Memorial Garden

The First Parish Memorial Garden provides a planned garden on the church grounds that provides a place of peace and beauty where the deceased can be memorialized and in which ashes may be buried.

The Memorial Garden is located on a hill overlooking the church near the entrance to Mount Pleasant Cemetery.  It is available to members of the First Parish as well as their spouse, partner, parent, grandparent, child, grandchild, brother or sister.

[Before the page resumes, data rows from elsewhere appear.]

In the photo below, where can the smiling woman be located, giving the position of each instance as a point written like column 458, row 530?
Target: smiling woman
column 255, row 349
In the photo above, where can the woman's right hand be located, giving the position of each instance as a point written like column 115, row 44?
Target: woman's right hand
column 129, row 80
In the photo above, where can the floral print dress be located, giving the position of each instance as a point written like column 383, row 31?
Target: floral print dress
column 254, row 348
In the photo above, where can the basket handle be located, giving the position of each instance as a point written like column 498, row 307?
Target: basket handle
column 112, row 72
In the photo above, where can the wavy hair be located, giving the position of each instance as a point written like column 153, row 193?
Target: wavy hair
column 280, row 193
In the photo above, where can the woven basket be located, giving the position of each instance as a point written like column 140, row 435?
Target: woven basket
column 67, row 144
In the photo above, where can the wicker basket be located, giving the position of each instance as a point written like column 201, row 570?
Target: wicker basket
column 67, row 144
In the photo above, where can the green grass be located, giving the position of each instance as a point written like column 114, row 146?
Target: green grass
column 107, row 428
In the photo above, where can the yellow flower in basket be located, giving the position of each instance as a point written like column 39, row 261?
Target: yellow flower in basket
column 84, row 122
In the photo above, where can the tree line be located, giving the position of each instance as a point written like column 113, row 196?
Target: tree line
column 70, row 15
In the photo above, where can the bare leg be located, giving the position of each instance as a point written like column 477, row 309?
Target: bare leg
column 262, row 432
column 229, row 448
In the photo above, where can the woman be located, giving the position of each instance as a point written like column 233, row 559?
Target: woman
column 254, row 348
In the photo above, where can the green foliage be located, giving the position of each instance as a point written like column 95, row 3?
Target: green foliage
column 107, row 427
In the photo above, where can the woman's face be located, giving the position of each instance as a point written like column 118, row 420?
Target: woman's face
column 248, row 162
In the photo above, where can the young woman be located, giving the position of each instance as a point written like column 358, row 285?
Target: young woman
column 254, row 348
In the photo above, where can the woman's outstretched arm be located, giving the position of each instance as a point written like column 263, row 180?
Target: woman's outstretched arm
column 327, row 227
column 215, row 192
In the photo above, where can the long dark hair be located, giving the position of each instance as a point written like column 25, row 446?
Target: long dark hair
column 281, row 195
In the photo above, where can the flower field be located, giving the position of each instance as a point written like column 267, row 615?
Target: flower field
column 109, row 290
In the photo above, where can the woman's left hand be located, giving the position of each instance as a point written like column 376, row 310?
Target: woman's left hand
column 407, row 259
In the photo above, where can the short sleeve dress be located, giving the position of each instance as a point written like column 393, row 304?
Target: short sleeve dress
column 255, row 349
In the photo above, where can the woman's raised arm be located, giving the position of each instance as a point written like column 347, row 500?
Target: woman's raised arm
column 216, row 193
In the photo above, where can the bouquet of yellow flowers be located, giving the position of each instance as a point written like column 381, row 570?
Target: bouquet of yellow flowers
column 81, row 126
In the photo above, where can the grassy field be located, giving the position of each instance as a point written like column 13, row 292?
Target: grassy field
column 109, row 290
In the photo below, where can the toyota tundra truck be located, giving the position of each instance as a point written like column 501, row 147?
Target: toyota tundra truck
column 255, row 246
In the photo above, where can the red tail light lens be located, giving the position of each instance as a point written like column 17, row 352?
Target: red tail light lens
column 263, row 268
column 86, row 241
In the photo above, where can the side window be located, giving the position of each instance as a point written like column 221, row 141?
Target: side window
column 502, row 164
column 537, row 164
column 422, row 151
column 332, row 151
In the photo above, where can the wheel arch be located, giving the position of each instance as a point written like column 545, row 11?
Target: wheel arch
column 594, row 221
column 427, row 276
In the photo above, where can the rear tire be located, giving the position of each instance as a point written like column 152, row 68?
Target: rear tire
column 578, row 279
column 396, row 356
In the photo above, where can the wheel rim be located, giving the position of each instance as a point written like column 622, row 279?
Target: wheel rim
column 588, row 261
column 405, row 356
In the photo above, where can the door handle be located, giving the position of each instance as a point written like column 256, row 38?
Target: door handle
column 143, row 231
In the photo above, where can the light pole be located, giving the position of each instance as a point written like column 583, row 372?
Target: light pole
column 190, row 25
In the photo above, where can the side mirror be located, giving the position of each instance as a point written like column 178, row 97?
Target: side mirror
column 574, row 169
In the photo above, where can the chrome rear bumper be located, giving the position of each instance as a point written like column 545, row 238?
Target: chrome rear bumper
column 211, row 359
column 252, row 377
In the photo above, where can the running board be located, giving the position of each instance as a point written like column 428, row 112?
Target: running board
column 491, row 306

The Memorial Garden does not include markers or stones but family and friends may donate a shrub or tree that is planted in the name of the deceased.

Why a Memorial Garden? 

Many followers of a liberal religious philosophy find interring a loved one’s ashes in a memorial garden rather than a conventional casket burial to be an act of worship.  It returns to the earth atoms that have been used on loan–a final reconciliation with the earth and the universe from which we came.  The First Parish offers the Memorial Garden as a service to the congregation for what better site can there be for a final resting place than near a church that has held meaning during the person’s life?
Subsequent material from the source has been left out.